The first new variable will contain the derivative of the log
likelihood with respect to the regression equation.

The second new variable will contain the derivative of the log
likelihood with respect to the selection equation.

The third new variable will contain the derivative of the log
likelihood with respect to the third equation (**athrho**).

The fourth new variable will contain the derivative of the log
likelihood with respect to the fourth equation (**lnsigma**).

__Syntax for margins__

**margins** [*marginlist*] [**,** *options*]

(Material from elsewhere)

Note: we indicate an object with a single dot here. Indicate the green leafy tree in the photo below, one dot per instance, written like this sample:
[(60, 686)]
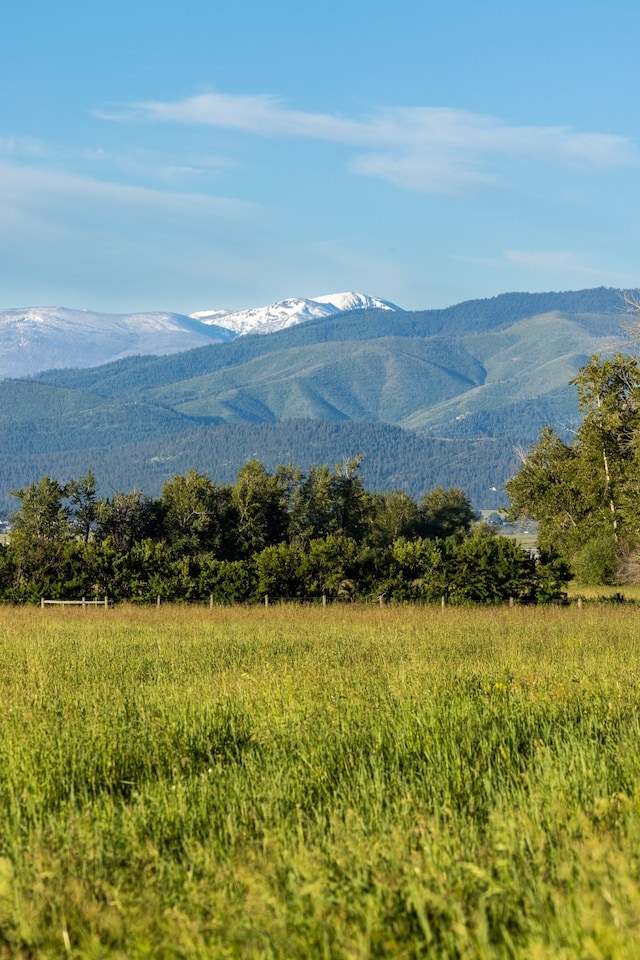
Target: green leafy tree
[(83, 503), (585, 497), (199, 516), (261, 500), (126, 519), (445, 513)]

**margins** [*marginlist*] **,** __pr__**edict(***statistic *...**)** [__pr__**edict(***statistic *...**)**
...] [*options*]

*statistic* Description
-------------------------------------------------------------------------
**xb** linear prediction; the default
__xbs__**el** linear prediction for selection equation
__p__**r(***a***,***b***)** Pr(y | *a* < y < *b*)
**e(***a***,***b***)** *E*(y | *a* < y < *b*)
__ys__**tar(***a***,***b***)** *E*(y*), y* = max{*a*,min(y,*b*)}
* __yc__**ond** *E*(y | y observed)
* __ye__**xpected** *E*(y*), y taken to be 0 where unobserved
__ns__**hazard** or __m__**ills** nonselection hazard (also called inverse of Mills's
ratio)
__ps__**el** Pr(y observed)
**stdp** not allowed with **margins**
**stdf** not allowed with **margins**
**stdpsel** not allowed with **margins**
-------------------------------------------------------------------------
* **ycond** and **yexpected** are not allowed with **margins** after **heckman,**
**twostep**.

Statistics not allowed with **margins** are functions of stochastic
quantities other than **e(b)**.

For the full syntax, see **[R] margins**.

__Menu for margins__

**Statistics > Postestimation**

__Description for margins__

**margins** estimates margins of response for linear predictions,
probabilities, expected values, and nonselection hazards.

__Examples__

Setup
**. webuse womenwk**
**. heckman wage educ age, select(married children educ age)**

Predicted wage conditional on it being observed
**. predict ycond, ycond**

Probability of wage being observed
**. predict probseen, psel**

__Reference__

Heckman, J. 1979. Sample selection bias as a specification error.
*Econometrica* 47: 153-161.